The next stop was Lizhensk, home of the great Reb Elimelech, author of the Noam Elimelech, and the site of his kever. For Rabbi Mangel, a direct descendant of Reb Elimelech, and for the entire Mangel family, the visit was a reach back to their roots, generations of chassidim over many generations. A return to Krakow followed, where a visit to the historic Jewish Quarter and Rema Shul were on the itinerary. During the visit to the shul, Rabbi Mangel told some of the story of the Rema’s life and times. They then visited the nearby beis hachaim where many great geonim and tzadikim are buried.
On Thursday came the highlight of the trip with the much-anticipated visit to Auschwitz. What a difference eighty years had made: Instead of coming on cattle cars, with Nazi guards siccing dogs to attack the helpless Jews, the group arrived proudly in an air-conditioned coach bus. In the place of the accursed Dr. Mengele selecting which Jews would live and which would die, the proud family gathered together with a song of thanks to Hashem on their lips.
Right when they arrived, the entire family posed for a group photo on the very tracks where Rabbi Mangel was brought into Auschwitz. The infamous entrance building served as a backdrop to the powerful photo, which expressed more than anything else the victory of a once-young boy over a mighty and evil regime.

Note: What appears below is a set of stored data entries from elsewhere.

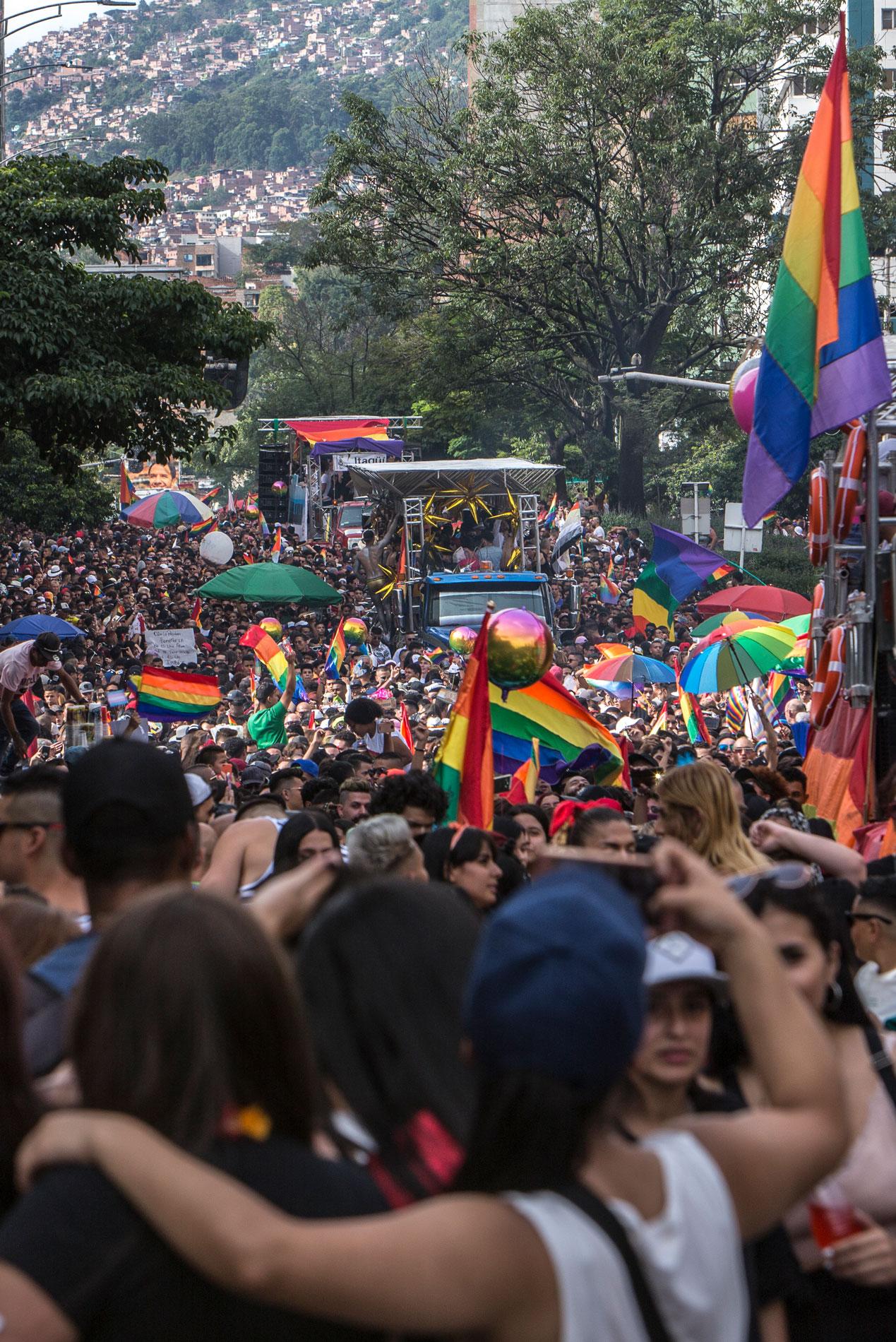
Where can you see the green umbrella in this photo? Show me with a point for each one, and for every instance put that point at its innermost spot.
(274, 583)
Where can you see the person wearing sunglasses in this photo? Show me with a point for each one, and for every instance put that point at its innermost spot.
(872, 926)
(20, 666)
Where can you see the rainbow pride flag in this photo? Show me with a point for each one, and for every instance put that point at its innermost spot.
(465, 765)
(823, 362)
(176, 696)
(566, 733)
(335, 654)
(652, 603)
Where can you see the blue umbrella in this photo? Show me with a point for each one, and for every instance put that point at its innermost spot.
(30, 626)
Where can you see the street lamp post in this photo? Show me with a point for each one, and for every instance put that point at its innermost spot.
(44, 13)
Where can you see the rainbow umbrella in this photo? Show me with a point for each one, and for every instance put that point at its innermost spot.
(717, 622)
(738, 659)
(168, 508)
(723, 631)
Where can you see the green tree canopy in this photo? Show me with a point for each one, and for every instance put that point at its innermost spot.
(98, 362)
(609, 194)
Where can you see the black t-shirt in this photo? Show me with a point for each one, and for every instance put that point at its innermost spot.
(83, 1245)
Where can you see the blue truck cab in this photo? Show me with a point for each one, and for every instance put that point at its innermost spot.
(459, 599)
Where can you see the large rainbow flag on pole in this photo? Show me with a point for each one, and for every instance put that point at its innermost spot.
(176, 696)
(465, 765)
(823, 362)
(565, 730)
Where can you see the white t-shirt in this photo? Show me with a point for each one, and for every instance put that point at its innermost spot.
(16, 669)
(690, 1254)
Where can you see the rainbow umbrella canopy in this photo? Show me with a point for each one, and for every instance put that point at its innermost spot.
(168, 508)
(736, 659)
(717, 622)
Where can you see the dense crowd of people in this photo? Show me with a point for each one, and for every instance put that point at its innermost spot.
(283, 1054)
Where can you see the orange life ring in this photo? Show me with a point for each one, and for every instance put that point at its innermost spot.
(849, 481)
(818, 516)
(829, 678)
(817, 614)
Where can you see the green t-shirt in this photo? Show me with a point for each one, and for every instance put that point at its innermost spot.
(267, 726)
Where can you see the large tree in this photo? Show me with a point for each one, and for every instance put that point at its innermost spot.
(95, 362)
(608, 194)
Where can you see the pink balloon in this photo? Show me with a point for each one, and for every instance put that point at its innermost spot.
(743, 399)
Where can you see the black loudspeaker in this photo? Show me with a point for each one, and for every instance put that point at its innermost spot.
(274, 465)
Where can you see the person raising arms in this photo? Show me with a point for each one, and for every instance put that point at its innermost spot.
(554, 1014)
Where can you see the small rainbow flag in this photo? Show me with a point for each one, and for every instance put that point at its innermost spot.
(125, 487)
(566, 733)
(662, 721)
(176, 696)
(335, 655)
(609, 590)
(522, 785)
(823, 360)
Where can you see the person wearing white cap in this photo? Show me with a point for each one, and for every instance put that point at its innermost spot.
(683, 982)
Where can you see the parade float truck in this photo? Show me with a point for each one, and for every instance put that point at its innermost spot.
(432, 596)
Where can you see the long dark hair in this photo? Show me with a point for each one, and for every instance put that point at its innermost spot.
(293, 833)
(383, 972)
(186, 1009)
(529, 1133)
(450, 847)
(19, 1103)
(806, 902)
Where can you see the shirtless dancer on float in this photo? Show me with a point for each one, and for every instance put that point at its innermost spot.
(369, 557)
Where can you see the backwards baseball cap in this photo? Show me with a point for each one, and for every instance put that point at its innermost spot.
(556, 987)
(132, 775)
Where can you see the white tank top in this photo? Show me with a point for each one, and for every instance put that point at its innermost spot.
(690, 1252)
(249, 890)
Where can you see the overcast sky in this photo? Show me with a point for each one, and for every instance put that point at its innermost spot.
(71, 15)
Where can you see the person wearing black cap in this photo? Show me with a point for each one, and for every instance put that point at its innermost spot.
(589, 1235)
(19, 669)
(129, 826)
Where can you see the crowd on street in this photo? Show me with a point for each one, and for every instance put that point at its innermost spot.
(285, 1052)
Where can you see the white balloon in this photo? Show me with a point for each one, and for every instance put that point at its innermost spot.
(216, 548)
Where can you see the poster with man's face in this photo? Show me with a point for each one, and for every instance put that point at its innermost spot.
(155, 475)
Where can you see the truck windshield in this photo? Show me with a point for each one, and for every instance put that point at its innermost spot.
(467, 605)
(352, 514)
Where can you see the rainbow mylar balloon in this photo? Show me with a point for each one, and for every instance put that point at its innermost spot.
(521, 648)
(462, 641)
(354, 631)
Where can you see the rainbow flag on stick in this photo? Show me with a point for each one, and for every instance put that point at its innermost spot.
(465, 765)
(335, 654)
(652, 603)
(176, 696)
(125, 487)
(823, 360)
(566, 733)
(273, 658)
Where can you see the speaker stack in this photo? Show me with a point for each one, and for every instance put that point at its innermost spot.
(274, 465)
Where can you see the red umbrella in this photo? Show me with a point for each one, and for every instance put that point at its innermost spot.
(772, 603)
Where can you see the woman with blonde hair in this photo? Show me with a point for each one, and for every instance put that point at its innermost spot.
(384, 845)
(699, 808)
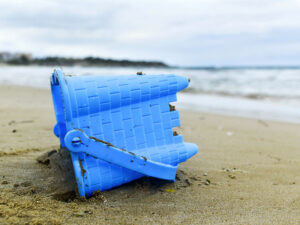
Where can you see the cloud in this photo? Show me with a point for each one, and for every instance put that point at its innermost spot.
(190, 32)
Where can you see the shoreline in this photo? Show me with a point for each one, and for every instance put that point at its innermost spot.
(246, 172)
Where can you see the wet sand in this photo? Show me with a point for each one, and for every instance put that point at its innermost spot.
(246, 172)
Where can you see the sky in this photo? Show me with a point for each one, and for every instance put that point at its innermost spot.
(183, 33)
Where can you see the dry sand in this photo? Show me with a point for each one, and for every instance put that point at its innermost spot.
(246, 172)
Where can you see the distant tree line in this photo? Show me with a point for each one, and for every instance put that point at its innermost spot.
(88, 61)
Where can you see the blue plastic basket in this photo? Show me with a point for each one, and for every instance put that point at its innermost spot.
(119, 128)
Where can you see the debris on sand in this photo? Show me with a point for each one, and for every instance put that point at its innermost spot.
(170, 190)
(4, 182)
(231, 176)
(207, 182)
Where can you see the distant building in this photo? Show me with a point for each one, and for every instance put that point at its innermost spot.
(7, 56)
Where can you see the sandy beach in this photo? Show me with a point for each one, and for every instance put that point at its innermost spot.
(246, 172)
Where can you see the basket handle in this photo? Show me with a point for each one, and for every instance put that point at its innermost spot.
(77, 141)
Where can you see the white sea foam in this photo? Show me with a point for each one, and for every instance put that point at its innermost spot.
(259, 93)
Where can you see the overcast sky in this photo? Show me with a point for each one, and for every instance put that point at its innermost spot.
(188, 33)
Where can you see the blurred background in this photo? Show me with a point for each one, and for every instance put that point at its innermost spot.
(242, 56)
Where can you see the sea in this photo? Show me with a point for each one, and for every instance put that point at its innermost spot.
(270, 93)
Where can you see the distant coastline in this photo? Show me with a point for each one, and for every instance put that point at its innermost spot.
(26, 59)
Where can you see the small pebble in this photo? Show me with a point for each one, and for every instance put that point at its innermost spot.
(231, 176)
(207, 182)
(229, 133)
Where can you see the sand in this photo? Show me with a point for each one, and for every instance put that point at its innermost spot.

During the photo, the family sang a song with the words ‘Hodu LaHashem’, a favorite of Rabbi Mangel, expressing his and their praise of the Almighty for bringing them to that moment.
Upon entering the camp, and passing the location of Dr. Mengele’s selections, Rabbi Mangel emotionally recited Baruch Atah Hashem Elokeinu Melech Ha’olam, she’asa li nes b’makom hazeh! His sons, daughters, grandchildren and great-grandchildren responded with their own bracha of she’asa nes l’avi b’makom hazeh.
Walking through the camp, Rabbi Mangel pointed out different buildings and related his memories to his family of his time in that hell. They saw the gas chambers, the crematorium, a bunkhouse and other spots where countless Yidden suffered and were killed al kidush Hashem.
From the depth of hell to the peak of joy: The Mangel family then gathered for a seudas hoda’a, celebrating the miracle of their father-grandfather’s survival, coupled with a party celebrating his 90th birthday.
Another climax of the trip was a visit to the site in Warsaw where the Rebbe and Rebbtzin’s chuppa was held. There, the men began singing od yishoma and broke out into a lively dance, marking the moment where the Rebbe was connected to chassidim and chassidim to the Rebbe.
The celebration of survival felt so much more potent with the current situation in Eretz Yisroel, family members said. Once again, there arise those that seek to destroy the Jewish people, but we know that Hashem will save us, and as the family sang in Auschwitz “shelo echad bilvad, amad aleinu l’chaloseinu. Ela sheb’chol dor vador, om’dim aleinu l’chaloteinu, v’HaKadosh Baruch Hu matzileinu mi-yadam.”
“The first time – eighty years ago – I was brought to Auschwitz in a cattle coach- squeezed in with one hundred other Jews. This time, I came with one hundred members of my extended family ka”h – my wife, my children, grandchildren, and great-grandchildren,” Rabbi Mangel told Anash.org.
“Should I not exclaim ‘Hodu L’hashem Ki L’Olam Chasdo‘!?”